Reverse proxy with nginx

nginx
server {
    listen 443 ssl;
    server_name inferllama.com;

    location /api/ {
        proxy_pass         http://localhost:8000/;
        proxy_http_version 1.1;
        proxy_set_header   Host $host;
        proxy_set_header   X-Real-IP $remote_addr;
        # Large uploads need a high body size limit
        client_max_body_size 50G;
        proxy_request_buffering off;
    }

    location / {
        proxy_pass         http://localhost:3000/;
        proxy_http_version 1.1;
        proxy_set_header   Upgrade $http_upgrade;
        proxy_set_header   Connection "upgrade";
    }
}

Scaling

  • API server — stateless FastAPI; scale horizontally behind a load balancer. All state is in Postgres and Redis.
  • Storage — offload to R2 / S3. The server never stores blobs locally; it only proxies presigned URLs back to clients.
  • Tracker — the WebTorrent tracker is lightweight. One instance handles thousands of peers. If you need redundancy, run two and list both in the client config.
  • Database — use managed Postgres (Neon, Supabase, AWS RDS) with a connection pooler (PgBouncer) for high concurrency.

How storage works

InferLlama uses content-addressed chunked storage to eliminate redundant bytes:

  • Every uploaded file is split into 256 MB chunks. Each chunk is SHA-256 hashed to produce its key.
  • Before uploading a chunk, the server checks whether that hash already exists in the store. If it does, the chunk is skipped entirely — zero bytes transferred or billed.
  • A Q4_K_M and a Q8_0 variant of the same model typically share 60–80% of their chunks. Only the quantization-specific deltas are stored.
  • Fine-tunes that share a base model share all base-model chunks. Only the fine-tuned layers add new storage.

The result: storing ten quantization variants of a 7B model costs roughly the same as storing two or three, because the transformer weights are identical across variants.


P2P distribution with WebTorrent

InferLlama uses a BitTorrent tracker to distribute model chunks peer-to-peer. When multiple users have downloaded the same model, they automatically seed chunks to each other — reducing your egress bill and improving download speed for everyone.

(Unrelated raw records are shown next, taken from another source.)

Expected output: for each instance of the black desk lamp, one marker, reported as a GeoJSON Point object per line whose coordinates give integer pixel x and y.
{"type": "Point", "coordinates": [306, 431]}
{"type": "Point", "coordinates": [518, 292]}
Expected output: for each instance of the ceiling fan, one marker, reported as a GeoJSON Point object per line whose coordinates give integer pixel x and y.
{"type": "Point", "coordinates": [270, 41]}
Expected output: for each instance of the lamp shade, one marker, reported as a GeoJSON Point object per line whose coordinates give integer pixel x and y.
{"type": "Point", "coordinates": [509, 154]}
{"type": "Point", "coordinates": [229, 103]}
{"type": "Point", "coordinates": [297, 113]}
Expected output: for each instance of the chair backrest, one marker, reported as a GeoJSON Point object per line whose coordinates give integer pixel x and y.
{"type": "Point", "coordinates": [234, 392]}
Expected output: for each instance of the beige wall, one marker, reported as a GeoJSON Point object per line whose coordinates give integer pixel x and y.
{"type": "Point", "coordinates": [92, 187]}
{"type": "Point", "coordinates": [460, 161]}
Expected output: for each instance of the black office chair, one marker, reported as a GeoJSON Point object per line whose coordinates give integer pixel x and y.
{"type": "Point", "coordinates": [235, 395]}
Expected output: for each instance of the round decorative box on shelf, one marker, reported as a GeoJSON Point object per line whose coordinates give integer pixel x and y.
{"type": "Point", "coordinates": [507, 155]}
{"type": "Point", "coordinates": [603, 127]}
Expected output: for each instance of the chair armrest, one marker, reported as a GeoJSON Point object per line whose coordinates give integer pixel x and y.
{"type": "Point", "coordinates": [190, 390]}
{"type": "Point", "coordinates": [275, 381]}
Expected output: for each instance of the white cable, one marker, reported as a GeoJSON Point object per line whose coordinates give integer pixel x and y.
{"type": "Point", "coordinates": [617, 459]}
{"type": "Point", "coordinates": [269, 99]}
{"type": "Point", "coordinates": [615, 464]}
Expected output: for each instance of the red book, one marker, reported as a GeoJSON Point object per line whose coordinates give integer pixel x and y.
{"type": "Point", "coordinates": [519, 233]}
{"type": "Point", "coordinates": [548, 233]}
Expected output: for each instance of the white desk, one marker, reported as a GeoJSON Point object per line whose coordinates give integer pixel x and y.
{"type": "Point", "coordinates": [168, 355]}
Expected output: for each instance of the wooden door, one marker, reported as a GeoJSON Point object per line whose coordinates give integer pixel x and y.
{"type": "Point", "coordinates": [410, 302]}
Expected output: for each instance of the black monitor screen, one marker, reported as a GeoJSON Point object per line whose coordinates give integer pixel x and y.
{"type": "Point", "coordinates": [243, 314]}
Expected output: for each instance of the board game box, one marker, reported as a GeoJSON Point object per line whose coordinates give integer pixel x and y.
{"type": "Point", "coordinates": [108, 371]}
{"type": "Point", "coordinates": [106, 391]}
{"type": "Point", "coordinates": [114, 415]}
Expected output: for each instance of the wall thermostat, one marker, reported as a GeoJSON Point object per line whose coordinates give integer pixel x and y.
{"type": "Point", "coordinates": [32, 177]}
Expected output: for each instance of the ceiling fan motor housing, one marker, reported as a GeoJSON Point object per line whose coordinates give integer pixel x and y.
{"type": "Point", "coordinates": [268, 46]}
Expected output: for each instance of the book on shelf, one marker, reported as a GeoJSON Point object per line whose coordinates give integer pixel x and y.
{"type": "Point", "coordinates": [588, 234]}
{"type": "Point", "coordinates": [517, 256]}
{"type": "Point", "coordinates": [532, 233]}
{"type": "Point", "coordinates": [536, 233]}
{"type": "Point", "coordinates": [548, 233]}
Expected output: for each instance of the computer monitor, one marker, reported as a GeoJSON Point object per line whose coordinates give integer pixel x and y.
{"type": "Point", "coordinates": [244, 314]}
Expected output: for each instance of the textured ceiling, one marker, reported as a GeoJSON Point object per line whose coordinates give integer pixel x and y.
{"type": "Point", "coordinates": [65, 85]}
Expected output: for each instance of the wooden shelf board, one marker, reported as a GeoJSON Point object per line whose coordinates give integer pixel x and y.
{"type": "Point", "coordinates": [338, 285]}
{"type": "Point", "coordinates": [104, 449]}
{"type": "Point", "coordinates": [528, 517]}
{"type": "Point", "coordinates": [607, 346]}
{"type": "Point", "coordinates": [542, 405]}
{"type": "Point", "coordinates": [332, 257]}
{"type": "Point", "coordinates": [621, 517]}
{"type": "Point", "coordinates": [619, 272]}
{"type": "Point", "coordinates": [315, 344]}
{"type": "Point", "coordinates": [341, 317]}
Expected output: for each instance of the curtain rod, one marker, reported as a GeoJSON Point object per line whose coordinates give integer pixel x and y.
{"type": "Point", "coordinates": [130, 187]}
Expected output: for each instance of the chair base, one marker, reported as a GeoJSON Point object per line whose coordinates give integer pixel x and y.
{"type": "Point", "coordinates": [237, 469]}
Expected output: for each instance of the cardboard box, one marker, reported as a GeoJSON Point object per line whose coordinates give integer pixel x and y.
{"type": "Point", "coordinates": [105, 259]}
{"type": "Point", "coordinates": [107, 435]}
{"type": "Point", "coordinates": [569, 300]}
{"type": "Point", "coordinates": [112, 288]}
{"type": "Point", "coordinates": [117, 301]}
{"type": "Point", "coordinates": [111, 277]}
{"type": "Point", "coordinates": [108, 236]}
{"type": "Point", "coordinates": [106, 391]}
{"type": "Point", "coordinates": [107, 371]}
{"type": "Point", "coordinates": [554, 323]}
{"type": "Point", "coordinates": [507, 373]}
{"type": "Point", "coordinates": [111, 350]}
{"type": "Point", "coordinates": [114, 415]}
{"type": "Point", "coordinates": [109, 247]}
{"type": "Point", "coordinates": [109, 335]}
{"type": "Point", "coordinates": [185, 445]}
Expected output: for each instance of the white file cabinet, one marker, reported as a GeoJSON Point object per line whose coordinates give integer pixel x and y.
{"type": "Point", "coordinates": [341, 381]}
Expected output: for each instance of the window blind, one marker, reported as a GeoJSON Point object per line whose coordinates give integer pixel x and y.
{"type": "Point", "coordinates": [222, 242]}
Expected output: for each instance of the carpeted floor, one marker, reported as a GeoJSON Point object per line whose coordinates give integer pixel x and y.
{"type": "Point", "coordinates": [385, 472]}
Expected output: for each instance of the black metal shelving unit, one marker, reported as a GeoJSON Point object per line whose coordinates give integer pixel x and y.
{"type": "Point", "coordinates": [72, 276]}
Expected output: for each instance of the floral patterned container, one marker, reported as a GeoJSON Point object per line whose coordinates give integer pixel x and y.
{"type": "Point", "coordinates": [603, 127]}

  • When a file finishes uploading, the tracker service generates a.torrent file and stores it in R2.
  • The GET /v1/files/{model_id}/download/{file_id} endpoint returns both a direct presigned URL and the torrent_info_hash.
  • The CLI prefers the torrent path (via aria2c) when the tool is installed; it falls back to direct HTTP chunk download automatically.
  • The web UI's Playground downloads model metadata from the registry but does not participate in the P2P swarm (browsers use WebRTC; the CLI uses TCP BitTorrent).

Tip

Install aria2c on client machines to enable the torrent fast path:
bash
# macOS
brew install aria2

# Ubuntu / Debian
sudo apt install aria2

Tracker ports

The tracker listens on port 3001 (HTTP). For WebRTC peers to connect, the tracker must be reachable from the public internet on this port (or behind a reverse proxy that forwards it).

Warning

If deploying behind a firewall, ensure TCP and UDP port 3001 are open for the tracker, otherwise peers can only discover each other via the HTTP tracker (slower than WebRTC STUN).

Seeding models from Hugging Face

The sync_hf.py script indexes popular GGUF models from HuggingFace Hub directly into your registry — no full downloads required.

bash
# Dry-run: preview the top 50 models
python server/sync_hf.py --dry-run --limit 50

# Seed top 100 models into your registry
export INFERLLAMA_TOKEN=<your-admin-token>
python server/sync_hf.py --limit 100

# With a HF token for 10× rate limits
python server/sync_hf.py --limit 500 --hf-token hf_xxxx

Models are registered with status: remote — their metadata appears immediately in the registry, but the actual GGUF bytes are fetched on first download (pull-through caching).


Backup and restore

bash
# Backup Postgres
docker compose exec -T postgres pg_dump -U postgres inferllama \
  | gzip > inferllama-$(date +%F).sql.gz

# Restore
gunzip -c inferllama-2025-01-01.sql.gz \
  | docker compose exec -T postgres psql -U postgres inferllama

Object storage (R2 / MinIO) is backed up via your cloud provider's versioning and cross-region replication features.